A Procuradoria-Geral de Justiça do Ministério Público do Estado do Acre (MPAC) emitir parecer favorável à Ação Direta de Inconstitucionalidade (ADI), proposta pelo Conselho Regional de Medicina do Acre (CRM-AC), contra a Lei Estadual nº 4.405/2024, – que permite a realização de suturas simples por enfermeiros em unidades de pronto atendimento -, a Assembleia Legislativa do Acre (Aleac) também se manifestou e reiterou a constitucionalidade do dispositivo legal
A Aleac pontua que a lei estadual está em consonância com a Resolução Conselho Federal de Enfermagem (Cofen) n.º 731/2023, o qual autoriza, o nível nacional, enfermeiros realizem suturas simples. “A lei estadual não apenas regulamenta a prática dentro do território acreano, mas também fortalece a eficiência e acessibilidade dos serviços de saúde”, diz trecho do documento.

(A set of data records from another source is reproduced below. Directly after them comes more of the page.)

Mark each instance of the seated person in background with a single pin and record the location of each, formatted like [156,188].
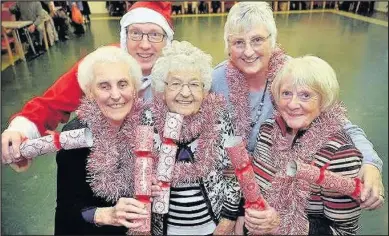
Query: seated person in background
[307,127]
[94,196]
[32,11]
[61,20]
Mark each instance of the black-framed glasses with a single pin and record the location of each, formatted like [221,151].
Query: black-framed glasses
[152,37]
[255,42]
[194,86]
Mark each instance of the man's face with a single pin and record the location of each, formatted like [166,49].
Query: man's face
[145,51]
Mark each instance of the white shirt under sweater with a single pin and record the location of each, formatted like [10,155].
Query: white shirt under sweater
[188,212]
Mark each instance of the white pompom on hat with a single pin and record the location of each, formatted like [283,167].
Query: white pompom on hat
[147,12]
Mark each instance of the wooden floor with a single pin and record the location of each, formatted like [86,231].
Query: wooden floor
[356,46]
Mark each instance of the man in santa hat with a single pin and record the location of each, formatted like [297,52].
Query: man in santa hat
[145,29]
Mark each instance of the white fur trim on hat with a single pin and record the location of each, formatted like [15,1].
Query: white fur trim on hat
[143,15]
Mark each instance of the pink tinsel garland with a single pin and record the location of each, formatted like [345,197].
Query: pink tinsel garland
[239,91]
[202,123]
[111,161]
[290,196]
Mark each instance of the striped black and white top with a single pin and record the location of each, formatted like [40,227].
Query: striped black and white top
[340,213]
[188,212]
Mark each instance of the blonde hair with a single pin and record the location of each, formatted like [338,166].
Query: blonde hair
[181,56]
[107,54]
[245,16]
[312,72]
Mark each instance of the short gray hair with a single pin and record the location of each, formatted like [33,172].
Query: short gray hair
[106,54]
[244,16]
[181,56]
[312,72]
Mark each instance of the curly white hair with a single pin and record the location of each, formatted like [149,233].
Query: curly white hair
[106,54]
[181,56]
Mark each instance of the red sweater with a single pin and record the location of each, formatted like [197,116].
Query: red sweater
[56,104]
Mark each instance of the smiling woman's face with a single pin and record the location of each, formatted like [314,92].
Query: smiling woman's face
[250,59]
[113,90]
[184,92]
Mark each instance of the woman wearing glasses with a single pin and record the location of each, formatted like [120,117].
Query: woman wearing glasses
[244,79]
[202,200]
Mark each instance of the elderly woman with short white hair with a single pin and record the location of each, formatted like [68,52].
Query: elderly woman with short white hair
[244,79]
[94,186]
[202,200]
[307,127]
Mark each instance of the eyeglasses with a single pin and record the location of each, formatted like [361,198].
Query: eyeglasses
[152,37]
[255,42]
[194,86]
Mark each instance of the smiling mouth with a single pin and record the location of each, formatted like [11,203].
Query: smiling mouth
[250,60]
[117,105]
[145,56]
[184,102]
[294,115]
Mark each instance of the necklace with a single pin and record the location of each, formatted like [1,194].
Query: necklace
[200,126]
[259,111]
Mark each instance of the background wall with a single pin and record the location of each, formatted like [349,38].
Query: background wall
[381,6]
[97,7]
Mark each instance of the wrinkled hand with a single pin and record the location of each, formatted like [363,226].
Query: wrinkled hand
[122,214]
[263,221]
[31,28]
[10,145]
[373,194]
[156,189]
[225,227]
[239,226]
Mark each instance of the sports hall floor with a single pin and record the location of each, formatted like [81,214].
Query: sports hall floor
[356,47]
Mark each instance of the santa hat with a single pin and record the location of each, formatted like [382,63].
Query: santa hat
[147,12]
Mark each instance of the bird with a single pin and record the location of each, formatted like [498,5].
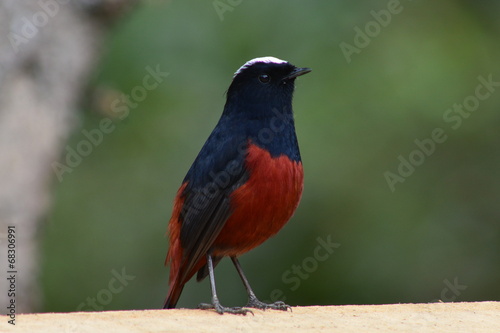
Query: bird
[244,185]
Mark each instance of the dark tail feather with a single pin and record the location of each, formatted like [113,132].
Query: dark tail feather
[174,292]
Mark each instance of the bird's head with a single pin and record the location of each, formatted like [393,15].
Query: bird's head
[264,80]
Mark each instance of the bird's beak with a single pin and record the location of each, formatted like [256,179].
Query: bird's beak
[297,72]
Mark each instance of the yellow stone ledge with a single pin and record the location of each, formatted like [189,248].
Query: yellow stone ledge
[434,317]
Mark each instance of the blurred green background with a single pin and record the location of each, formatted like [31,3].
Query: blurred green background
[438,228]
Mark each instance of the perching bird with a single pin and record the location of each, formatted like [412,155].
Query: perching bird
[243,186]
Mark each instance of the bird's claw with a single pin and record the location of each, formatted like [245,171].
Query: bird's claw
[223,309]
[279,305]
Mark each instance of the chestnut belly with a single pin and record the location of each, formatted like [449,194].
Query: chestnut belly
[263,205]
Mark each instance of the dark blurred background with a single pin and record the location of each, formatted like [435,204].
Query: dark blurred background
[433,237]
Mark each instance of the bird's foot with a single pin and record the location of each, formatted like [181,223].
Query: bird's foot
[279,305]
[222,309]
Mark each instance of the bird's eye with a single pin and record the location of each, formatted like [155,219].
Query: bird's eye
[264,78]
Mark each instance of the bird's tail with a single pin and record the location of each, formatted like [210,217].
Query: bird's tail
[174,292]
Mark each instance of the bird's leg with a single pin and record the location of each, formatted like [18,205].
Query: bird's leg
[215,300]
[253,302]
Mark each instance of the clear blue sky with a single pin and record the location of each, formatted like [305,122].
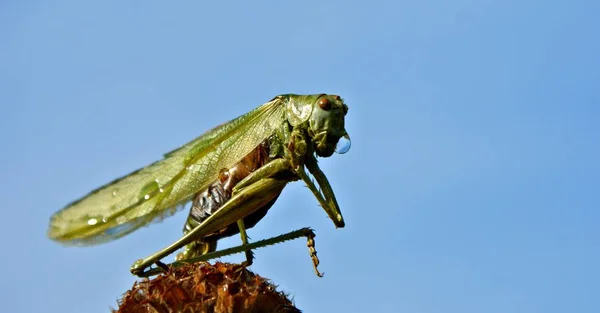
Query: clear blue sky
[471,185]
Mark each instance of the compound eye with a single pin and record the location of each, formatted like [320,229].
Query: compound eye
[325,104]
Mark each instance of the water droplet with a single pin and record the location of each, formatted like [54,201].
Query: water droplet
[343,144]
[148,190]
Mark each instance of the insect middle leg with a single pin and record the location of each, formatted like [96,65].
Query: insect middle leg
[252,193]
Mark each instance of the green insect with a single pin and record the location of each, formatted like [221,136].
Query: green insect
[232,174]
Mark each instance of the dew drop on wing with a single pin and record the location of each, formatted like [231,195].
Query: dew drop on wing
[343,144]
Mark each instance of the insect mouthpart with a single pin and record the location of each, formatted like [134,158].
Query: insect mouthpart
[326,143]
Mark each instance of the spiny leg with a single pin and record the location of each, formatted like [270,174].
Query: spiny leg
[248,252]
[250,199]
[303,232]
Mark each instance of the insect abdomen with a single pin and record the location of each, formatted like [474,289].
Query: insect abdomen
[208,201]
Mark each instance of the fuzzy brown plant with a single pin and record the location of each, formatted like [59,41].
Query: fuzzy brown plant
[204,288]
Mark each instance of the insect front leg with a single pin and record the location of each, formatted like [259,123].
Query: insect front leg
[256,190]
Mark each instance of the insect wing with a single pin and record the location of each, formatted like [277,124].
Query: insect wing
[157,190]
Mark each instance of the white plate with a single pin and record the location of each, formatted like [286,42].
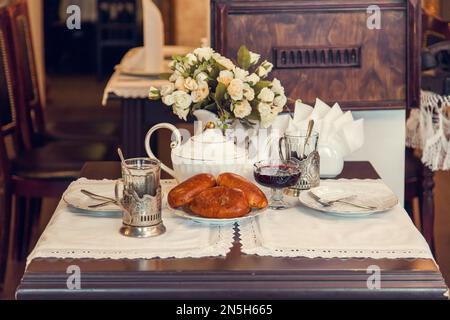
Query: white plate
[183,214]
[77,200]
[372,193]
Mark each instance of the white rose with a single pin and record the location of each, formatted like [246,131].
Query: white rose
[191,59]
[190,84]
[277,87]
[253,79]
[204,54]
[224,62]
[168,100]
[268,119]
[180,68]
[225,77]
[167,89]
[280,101]
[264,69]
[201,77]
[249,93]
[242,109]
[154,94]
[266,95]
[264,109]
[201,93]
[175,76]
[277,110]
[182,99]
[254,58]
[236,89]
[240,74]
[179,84]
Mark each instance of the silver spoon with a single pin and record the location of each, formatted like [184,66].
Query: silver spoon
[96,196]
[104,204]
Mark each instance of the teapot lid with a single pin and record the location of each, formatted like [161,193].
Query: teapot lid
[210,145]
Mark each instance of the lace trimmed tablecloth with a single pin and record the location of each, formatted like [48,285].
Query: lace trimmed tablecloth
[303,232]
[129,86]
[428,129]
[71,235]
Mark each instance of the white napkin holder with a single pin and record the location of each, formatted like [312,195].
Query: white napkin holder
[339,134]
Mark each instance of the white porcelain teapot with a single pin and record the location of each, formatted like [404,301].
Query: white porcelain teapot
[208,152]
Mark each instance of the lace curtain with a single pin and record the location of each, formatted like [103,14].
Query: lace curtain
[428,129]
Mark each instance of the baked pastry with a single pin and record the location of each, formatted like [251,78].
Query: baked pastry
[220,203]
[183,194]
[255,197]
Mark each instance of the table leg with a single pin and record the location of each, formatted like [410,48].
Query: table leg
[427,209]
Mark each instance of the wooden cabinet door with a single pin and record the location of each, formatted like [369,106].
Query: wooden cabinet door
[326,49]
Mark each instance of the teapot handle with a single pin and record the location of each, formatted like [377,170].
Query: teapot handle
[173,144]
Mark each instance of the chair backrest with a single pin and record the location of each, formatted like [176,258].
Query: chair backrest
[9,97]
[26,66]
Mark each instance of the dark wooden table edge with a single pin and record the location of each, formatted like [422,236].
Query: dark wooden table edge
[251,284]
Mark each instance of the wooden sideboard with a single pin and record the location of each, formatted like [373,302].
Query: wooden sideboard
[325,48]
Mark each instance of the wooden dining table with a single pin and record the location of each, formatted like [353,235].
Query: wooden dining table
[236,276]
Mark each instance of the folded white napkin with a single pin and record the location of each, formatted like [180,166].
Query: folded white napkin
[303,232]
[337,130]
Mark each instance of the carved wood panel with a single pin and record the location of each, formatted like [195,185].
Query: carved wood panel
[377,73]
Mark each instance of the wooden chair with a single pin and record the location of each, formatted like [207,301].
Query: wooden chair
[28,174]
[42,131]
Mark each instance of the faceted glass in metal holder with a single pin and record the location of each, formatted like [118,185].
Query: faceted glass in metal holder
[296,147]
[141,199]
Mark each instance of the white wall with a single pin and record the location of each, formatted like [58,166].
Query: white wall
[35,8]
[385,146]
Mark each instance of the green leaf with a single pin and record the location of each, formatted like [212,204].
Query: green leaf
[165,76]
[211,107]
[254,116]
[261,85]
[221,89]
[244,58]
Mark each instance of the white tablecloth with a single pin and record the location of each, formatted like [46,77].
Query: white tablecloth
[138,87]
[71,235]
[125,86]
[303,232]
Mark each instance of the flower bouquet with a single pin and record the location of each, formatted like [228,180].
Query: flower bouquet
[206,80]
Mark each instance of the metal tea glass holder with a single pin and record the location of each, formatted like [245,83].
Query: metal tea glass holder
[302,147]
[141,199]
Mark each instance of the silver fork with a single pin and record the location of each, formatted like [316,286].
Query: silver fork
[97,197]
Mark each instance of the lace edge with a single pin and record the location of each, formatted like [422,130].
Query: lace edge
[250,246]
[219,249]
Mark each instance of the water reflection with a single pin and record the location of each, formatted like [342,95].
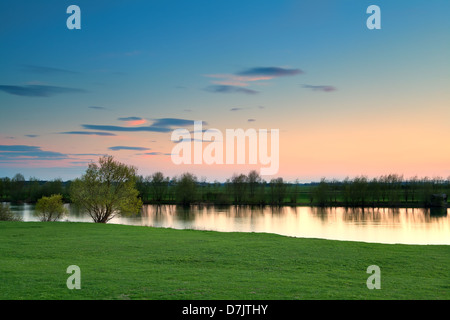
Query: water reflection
[383,225]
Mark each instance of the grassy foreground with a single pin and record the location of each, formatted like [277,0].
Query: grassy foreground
[129,262]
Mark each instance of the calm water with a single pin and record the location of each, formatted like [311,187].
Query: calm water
[408,226]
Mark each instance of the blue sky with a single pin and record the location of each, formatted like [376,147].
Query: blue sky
[309,68]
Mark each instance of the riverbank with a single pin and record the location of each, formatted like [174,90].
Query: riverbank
[131,262]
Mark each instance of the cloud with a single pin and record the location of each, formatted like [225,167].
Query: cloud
[230,89]
[174,122]
[125,129]
[97,108]
[271,72]
[90,133]
[320,88]
[234,83]
[46,70]
[159,125]
[133,121]
[25,152]
[129,119]
[117,148]
[38,90]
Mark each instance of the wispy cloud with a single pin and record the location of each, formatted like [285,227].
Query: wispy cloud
[236,83]
[89,133]
[269,72]
[133,121]
[159,125]
[25,152]
[38,90]
[118,148]
[125,129]
[46,70]
[320,88]
[230,89]
[97,108]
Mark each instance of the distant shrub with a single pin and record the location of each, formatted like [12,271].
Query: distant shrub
[6,214]
[50,208]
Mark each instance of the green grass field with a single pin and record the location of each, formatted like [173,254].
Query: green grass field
[130,262]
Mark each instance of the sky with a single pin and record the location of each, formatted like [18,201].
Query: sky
[346,100]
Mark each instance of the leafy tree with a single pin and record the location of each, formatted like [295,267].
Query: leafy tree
[50,208]
[159,186]
[321,193]
[238,185]
[17,187]
[277,190]
[253,180]
[186,189]
[107,189]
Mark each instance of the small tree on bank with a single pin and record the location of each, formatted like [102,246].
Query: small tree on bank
[6,214]
[106,190]
[50,208]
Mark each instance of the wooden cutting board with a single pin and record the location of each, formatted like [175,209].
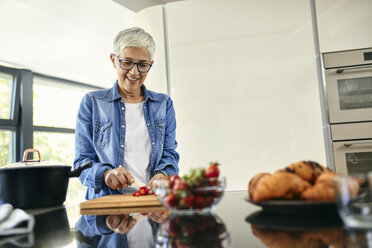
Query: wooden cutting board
[121,201]
[122,211]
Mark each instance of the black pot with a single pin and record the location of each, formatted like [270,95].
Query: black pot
[35,184]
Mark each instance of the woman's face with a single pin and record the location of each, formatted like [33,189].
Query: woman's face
[131,80]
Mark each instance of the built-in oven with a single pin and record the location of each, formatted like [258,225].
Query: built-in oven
[348,85]
[348,78]
[352,147]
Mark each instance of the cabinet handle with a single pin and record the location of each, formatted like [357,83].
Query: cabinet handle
[360,67]
[358,143]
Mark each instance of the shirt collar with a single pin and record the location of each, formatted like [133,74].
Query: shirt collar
[148,94]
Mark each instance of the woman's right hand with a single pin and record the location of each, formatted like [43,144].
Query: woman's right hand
[120,223]
[118,178]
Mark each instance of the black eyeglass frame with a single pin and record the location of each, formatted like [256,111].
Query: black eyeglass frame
[133,64]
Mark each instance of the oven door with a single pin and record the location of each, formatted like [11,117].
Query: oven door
[349,93]
[353,156]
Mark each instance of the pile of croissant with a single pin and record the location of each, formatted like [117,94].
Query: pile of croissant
[305,180]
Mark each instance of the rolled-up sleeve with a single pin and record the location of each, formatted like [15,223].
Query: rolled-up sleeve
[168,164]
[84,148]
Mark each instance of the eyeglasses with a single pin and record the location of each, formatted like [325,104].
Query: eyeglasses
[128,65]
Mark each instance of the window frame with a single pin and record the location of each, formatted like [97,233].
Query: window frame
[21,117]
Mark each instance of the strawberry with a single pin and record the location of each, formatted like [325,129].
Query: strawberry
[212,170]
[199,202]
[179,184]
[172,180]
[170,200]
[187,201]
[136,193]
[143,190]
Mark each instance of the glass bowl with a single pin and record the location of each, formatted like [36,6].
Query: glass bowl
[183,198]
[206,230]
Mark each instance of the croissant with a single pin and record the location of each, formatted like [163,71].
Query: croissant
[280,184]
[307,170]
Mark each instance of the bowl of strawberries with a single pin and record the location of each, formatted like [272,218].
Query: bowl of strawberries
[194,193]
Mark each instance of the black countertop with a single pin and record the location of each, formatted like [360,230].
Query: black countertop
[234,223]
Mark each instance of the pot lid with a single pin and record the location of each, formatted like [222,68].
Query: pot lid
[37,163]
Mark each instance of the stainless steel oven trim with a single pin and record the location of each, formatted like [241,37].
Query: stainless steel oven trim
[340,148]
[335,114]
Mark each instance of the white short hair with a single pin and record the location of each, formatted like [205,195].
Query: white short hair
[134,37]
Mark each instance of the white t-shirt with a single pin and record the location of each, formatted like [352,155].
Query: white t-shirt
[137,147]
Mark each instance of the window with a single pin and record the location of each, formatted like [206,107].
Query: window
[8,115]
[46,122]
[56,103]
[6,86]
[6,146]
[55,107]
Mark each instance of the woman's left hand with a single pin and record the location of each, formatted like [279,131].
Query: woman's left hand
[158,176]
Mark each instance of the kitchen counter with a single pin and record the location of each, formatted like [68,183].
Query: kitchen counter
[235,223]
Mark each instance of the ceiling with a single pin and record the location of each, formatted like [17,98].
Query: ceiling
[138,5]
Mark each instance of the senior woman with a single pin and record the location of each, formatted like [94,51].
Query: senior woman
[127,131]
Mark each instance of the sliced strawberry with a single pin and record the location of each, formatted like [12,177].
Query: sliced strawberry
[179,184]
[143,190]
[212,170]
[170,200]
[172,180]
[199,202]
[187,201]
[136,193]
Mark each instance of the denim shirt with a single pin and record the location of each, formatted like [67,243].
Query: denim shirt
[100,136]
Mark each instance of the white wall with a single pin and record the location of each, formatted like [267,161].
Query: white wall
[244,79]
[344,24]
[245,85]
[69,39]
[151,19]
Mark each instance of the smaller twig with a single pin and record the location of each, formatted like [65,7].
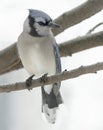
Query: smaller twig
[96,26]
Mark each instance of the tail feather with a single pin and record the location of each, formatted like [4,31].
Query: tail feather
[50,104]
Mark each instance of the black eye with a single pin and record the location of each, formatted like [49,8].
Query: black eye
[41,23]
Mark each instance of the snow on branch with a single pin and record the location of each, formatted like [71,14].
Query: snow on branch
[9,59]
[78,14]
[55,78]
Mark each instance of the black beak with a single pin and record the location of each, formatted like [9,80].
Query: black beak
[54,25]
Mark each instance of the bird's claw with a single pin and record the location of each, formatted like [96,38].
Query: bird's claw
[44,78]
[29,82]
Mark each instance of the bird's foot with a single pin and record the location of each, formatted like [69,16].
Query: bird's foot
[44,78]
[29,82]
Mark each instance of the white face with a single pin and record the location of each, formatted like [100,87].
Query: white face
[40,27]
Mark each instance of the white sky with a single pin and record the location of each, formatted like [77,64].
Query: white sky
[83,96]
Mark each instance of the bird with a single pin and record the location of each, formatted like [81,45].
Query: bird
[39,54]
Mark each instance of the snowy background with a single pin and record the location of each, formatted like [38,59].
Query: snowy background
[83,96]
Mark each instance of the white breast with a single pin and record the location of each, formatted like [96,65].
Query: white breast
[37,54]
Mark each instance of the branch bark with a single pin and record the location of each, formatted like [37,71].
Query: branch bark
[10,61]
[81,43]
[55,78]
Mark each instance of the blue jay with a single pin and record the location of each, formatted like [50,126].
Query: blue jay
[39,54]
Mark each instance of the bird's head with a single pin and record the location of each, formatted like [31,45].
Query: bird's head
[38,23]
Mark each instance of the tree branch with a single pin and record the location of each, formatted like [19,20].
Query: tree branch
[81,43]
[96,26]
[55,78]
[78,14]
[10,61]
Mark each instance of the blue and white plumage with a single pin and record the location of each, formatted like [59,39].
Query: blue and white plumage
[39,55]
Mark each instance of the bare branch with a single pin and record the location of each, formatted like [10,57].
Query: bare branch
[81,43]
[10,61]
[78,14]
[96,26]
[55,78]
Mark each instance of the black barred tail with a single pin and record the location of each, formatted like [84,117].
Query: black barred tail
[50,104]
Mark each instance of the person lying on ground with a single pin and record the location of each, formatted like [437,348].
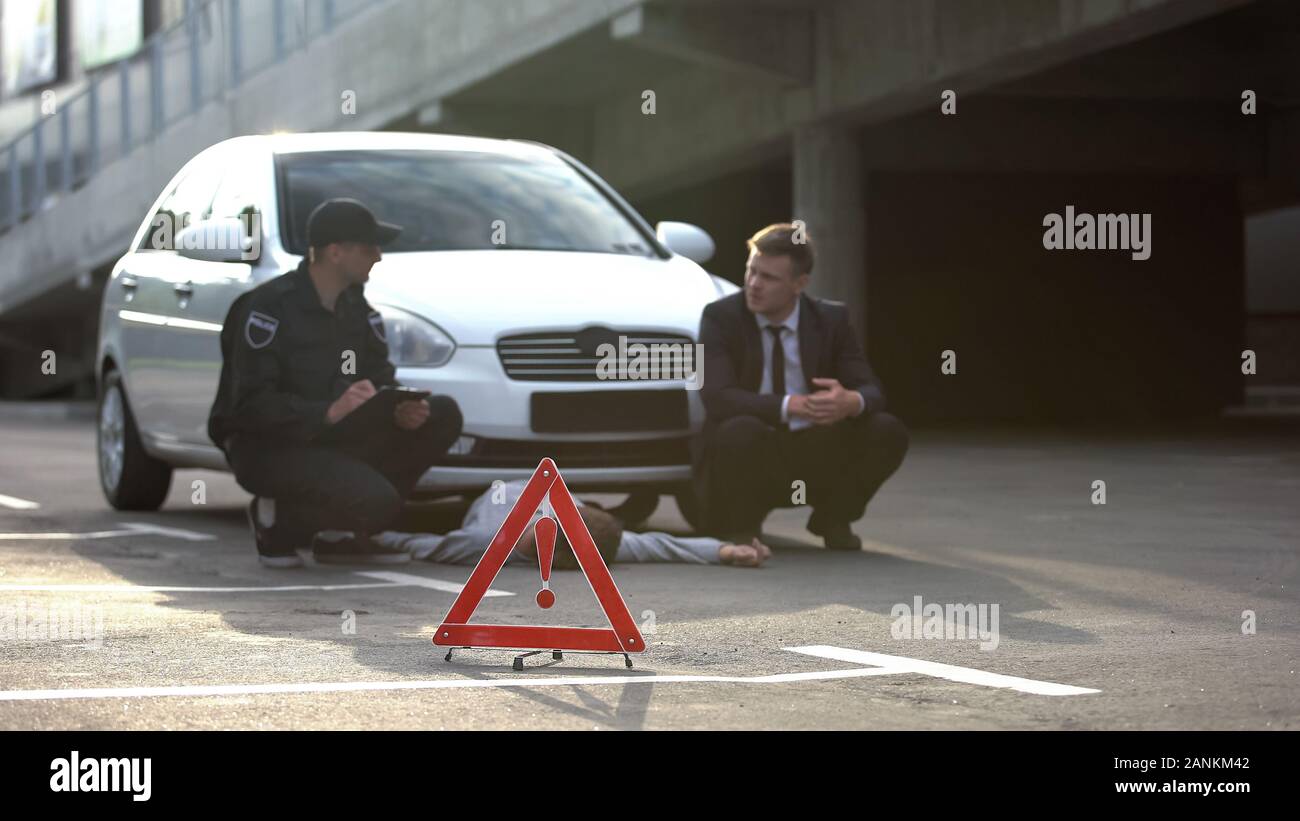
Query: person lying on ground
[485,516]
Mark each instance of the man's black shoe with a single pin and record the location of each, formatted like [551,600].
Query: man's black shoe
[345,547]
[269,552]
[836,535]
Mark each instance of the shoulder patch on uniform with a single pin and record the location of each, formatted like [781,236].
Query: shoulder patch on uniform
[377,325]
[260,329]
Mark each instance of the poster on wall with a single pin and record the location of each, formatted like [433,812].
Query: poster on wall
[29,53]
[108,31]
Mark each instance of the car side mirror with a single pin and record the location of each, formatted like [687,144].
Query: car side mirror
[689,240]
[225,239]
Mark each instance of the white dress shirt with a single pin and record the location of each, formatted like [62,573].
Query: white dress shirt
[794,379]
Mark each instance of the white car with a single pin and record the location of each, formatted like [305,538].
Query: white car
[515,264]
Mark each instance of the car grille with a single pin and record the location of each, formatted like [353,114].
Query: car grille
[568,356]
[521,454]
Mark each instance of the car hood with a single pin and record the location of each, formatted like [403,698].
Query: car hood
[480,296]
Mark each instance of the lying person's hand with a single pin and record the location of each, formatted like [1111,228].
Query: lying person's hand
[411,413]
[741,555]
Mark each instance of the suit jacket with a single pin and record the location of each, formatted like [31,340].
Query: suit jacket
[733,361]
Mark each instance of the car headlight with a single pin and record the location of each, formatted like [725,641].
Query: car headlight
[415,342]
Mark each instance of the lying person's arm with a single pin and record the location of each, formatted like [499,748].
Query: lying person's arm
[690,550]
[462,546]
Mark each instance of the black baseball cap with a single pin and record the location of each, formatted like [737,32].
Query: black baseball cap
[345,220]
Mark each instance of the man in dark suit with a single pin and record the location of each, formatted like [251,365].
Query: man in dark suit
[789,398]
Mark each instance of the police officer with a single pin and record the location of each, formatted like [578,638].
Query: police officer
[300,352]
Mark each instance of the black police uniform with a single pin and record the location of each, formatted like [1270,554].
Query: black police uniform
[282,368]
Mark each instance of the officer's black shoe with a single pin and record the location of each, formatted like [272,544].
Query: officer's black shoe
[346,547]
[835,535]
[269,552]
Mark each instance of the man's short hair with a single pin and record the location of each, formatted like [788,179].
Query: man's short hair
[606,531]
[779,239]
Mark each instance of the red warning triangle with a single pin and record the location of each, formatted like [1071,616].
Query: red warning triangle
[620,637]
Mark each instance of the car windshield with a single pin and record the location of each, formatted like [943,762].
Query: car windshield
[454,200]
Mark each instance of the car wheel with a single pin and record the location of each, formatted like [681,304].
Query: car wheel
[130,478]
[690,508]
[637,507]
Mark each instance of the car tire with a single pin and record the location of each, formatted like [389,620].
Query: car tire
[130,478]
[637,507]
[690,508]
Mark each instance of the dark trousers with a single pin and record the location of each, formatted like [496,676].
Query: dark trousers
[753,468]
[358,485]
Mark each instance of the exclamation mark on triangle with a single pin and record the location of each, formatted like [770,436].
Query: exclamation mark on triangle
[545,531]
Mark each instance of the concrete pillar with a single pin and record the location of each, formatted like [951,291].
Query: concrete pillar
[828,198]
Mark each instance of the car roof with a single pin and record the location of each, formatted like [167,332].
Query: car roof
[397,140]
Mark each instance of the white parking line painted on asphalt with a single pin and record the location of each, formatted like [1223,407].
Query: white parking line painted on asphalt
[883,665]
[385,580]
[966,676]
[173,589]
[133,529]
[441,683]
[190,535]
[424,581]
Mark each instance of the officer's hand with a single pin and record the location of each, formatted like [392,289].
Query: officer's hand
[411,415]
[356,394]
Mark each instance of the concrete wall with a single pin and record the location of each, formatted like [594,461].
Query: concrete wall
[957,263]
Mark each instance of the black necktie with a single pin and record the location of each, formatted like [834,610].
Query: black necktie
[778,360]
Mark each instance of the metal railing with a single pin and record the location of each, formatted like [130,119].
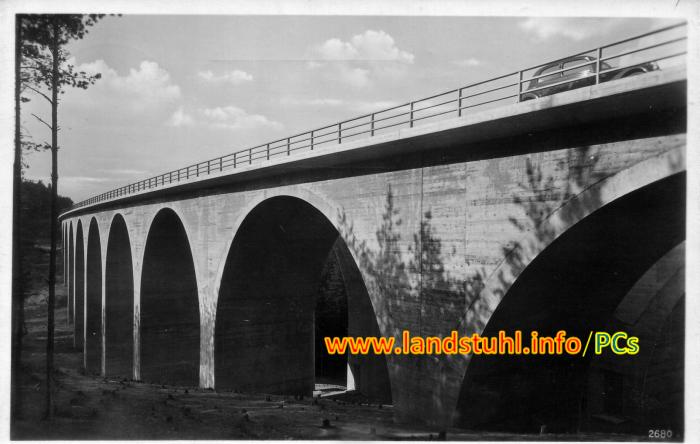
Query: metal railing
[508,88]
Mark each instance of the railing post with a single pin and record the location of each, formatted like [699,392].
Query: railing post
[459,103]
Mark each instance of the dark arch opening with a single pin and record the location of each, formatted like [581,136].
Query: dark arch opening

Além disso, o Legislativo Estadual assevera que é de sua prerrogativa elaborar dispositivos legais que tratem da organização do sistema de saúde estadual, conforme previsto na Constituição Federal.
Por fim, a legitimidade do CRM-AC para propor a ADI é contestada pelo parlamento, destacando que conselhos de fiscalização profissional não possuem amparo legal para questionar normas estaduais na esfera constitucional, conforme entendimento consolidado pelo Supremo Tribunal Federal (STF).
Parecer do MPAC
No documento, o órgão argumenta que a norma estadual altera as condições para o exercício da enfermagem, portanto, fere a competência legislativa da União, responsável por regulamentar o exercício das profissões,
“Os elementos de convicção carreados no bojo dos autos indicam, com segurança, que a questão levantada pelo CRM-AC é relevante e deve ser acolhida, pois versa sobre a distribuição de competência entre os diversos entes federativos para legislar sobre matérias especificadas no texto constitucional”, afirma Procurador-Geral de Justiça, Danilo Lovisaro, ao solicitar ainda a inclusão do MPAC como parte ativa na ação.
ADI ajuizada pelo CRM-AC
Com a vigência da lei estadual, o Conselho Regional de Medicina do Acre (CRM-AC) ajuizou uma ADI em outubro do ano passado, argumentando que a realização de suturas, mesmo as de baixa complexidade, é um procedimento invasivo que exige formação médica, conforme estabelece a Lei Federal nº 12.842/2013 (Lei do Ato Médico).
A presidente do CRM-AC, Leuda Dávalos, destacou que a ação não desmerece a atuação dos enfermeiros, mas busca garantir a segurança da população. “Nosso objetivo é proteger os pacientes e assegurar que cada profissional atue dentro das suas competências legais, conforme determina a legislação vigente”, afirmou.